With the ICH Q12 guideline, a globally agreed and harmonized framework for managing post-approval CMC changes is provided. While previous guidelines, such as ICH Q8(R2) and Q11, focus primarily on early-stage product development, registration, and launch, the ICH Q12 guideline offers a predictable and efficient regulatory framework that builds on the process knowledge of critical parameters, critical quality attributes (CQAs) and rationalized specification established during product launch (established conditions), thereby facilitating sustainable post-approval changes and complementing previous quality ICH guidelines.

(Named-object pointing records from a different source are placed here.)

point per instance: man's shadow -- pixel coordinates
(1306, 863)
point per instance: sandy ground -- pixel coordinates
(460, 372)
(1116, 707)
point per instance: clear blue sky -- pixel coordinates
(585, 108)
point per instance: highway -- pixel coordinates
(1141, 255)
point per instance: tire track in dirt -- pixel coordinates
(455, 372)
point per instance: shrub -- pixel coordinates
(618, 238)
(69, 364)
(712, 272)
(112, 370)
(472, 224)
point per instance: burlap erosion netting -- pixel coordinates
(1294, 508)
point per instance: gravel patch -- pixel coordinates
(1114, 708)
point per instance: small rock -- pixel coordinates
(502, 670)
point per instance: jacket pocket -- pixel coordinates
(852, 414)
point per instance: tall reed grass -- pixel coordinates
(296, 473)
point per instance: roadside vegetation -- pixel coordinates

The definition of established conditions can be challenging, however, as it requires a thorough understanding of what constitutes critical quality attributes and critical process parameters. The definition of established conditions can be critical – especially for older filings applying modern quality by design-based principles. Misinterpretation or misclassification of established conditions can also lead to compliance issues.
What innovations could drive greener API development over the next five to ten years?

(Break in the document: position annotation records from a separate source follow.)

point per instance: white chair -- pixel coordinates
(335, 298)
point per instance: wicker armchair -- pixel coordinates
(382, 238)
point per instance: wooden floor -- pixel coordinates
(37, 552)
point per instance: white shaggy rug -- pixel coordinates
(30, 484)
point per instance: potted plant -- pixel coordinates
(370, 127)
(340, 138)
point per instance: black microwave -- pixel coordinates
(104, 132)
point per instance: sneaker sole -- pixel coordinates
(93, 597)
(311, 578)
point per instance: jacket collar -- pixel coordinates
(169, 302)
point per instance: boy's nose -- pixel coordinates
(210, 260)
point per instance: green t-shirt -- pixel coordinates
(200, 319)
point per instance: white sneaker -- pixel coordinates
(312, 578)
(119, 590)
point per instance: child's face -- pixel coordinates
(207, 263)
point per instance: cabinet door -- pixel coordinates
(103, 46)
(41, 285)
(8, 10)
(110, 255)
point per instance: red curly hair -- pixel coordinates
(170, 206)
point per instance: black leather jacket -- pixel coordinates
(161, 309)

The API manufacturing process has the most significant environmental impact within the pharmaceutical product supply chain. The prevention of waste streams by a sustainable design of synthetic routes and development of high yielding, intensified processes can have far more impact and treating waste after it has been produced.
Green chemistry principles using advanced technologies such as (bio)catalysis, synthetic biology, and flow chemistry approaches will play a larger role in enabling more sustainable drug synthesis. Advanced manufacturing technologies in combination with AI tools, such as model predictive control optimizations, can help to speed the optimization of chemical reactions, predict reaction outcomes, and identify greener solvents and catalysts, leading to more efficient and sustainable processes. Once a sustainable process is in place, the emphasis can then move to circular economy approaches, with a focus on “reuse” in the process and the external recycling of process streams.

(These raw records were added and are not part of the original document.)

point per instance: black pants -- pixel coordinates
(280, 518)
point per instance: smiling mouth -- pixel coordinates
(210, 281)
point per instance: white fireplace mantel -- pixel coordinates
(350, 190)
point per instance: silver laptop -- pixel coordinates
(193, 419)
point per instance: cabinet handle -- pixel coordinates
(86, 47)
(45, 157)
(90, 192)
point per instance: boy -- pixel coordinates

The modelling of liquid-liquid separations will become crucial for optimizing separation processes, thereby enhancing the solvent quality for reuse in the process. In this context, machine learning, which integrates experimental and simulation data from computational fluid dynamics and thermodynamic modelling will be key to enhance model accuracy and predict distillation behaviour.
Collaborative efforts with manufacturers, suppliers, and academic partners are all crucial to develop sustainability approaches and incorporate them early into the overall improvement process.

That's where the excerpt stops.